Doriand, Lieu-dit

Vite, vite, je vous parle de lieu-dit, celui où Doriand se pose cette fois. Ou revient même sans doute. Vite, car je n’ai pas besoin d’attendre, pas besoin de mille écoutes pour vous parler de son nouveau disque, tant attendu. Si attendu même que je n’espérais même plus de suite au grand bain d’il y a cinq ans. A l’époque, Doriand était un trentenaire doux, fin, et à vif. Et maintenant ? En douze images, Doriand m’est apparu le même, en mieux et en plus grand. Ce disque est une œuvre, au sens qu’elle aurait manqué si elle n’avait pas existé. Lieu-dit n’est pas un disque de plus sur les étals, pas une ligne supplémentaire dans un inventaire.
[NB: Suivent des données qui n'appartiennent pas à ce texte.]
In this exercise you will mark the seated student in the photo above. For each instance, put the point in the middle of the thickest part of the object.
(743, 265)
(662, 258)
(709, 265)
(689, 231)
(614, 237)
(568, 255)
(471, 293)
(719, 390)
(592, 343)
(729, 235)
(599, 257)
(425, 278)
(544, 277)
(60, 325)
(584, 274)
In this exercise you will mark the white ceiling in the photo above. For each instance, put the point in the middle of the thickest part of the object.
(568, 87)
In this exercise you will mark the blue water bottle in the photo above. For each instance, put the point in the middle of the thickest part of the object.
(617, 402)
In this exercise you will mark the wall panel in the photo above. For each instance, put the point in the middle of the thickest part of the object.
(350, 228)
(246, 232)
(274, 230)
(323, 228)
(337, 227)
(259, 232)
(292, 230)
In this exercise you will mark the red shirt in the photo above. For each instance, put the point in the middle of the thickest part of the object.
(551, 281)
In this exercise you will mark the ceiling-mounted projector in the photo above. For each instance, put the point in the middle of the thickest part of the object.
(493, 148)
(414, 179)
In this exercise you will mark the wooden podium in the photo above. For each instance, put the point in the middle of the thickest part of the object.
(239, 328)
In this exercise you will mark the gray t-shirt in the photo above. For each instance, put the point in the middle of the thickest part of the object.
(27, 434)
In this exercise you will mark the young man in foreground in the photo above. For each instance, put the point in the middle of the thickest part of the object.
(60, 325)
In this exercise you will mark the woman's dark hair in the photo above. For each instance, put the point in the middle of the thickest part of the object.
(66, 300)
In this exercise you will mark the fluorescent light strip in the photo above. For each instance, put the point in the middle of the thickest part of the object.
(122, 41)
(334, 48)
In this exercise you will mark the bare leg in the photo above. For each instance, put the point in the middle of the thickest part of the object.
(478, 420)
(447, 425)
Au contraire, Doriand signe un album dont l’absence manque aussitôt la première écoute. Doux amer, mélancolique, ironique, intime, l’album décrit avec pudeur et élégance ce qui fait vibrer les heures, d’autant plus fort que le compteur en affiche déjà un certain nombre. La langue est merveilleuse et soignée, limpide et poétique. Mélodique, elle l’est autant que les airs avec lesquels elle s’enchevêtre si harmonieusement. Souvent, malgré moi, un voile se glisse entre le plaisir et ma pensée, une déception, l’intonation d’un bémol au détour de ce qui m’aura semblé devoir être absent, ailleurs, différent, manquant ; mais là, rien, pas la moindre traine dans le bleu du ciel, pas la moindre amertume au bout de la langue. Lieu-dit est un endroit où s’arrêter, longtemps, parce que souvent et partout, la beauté manque.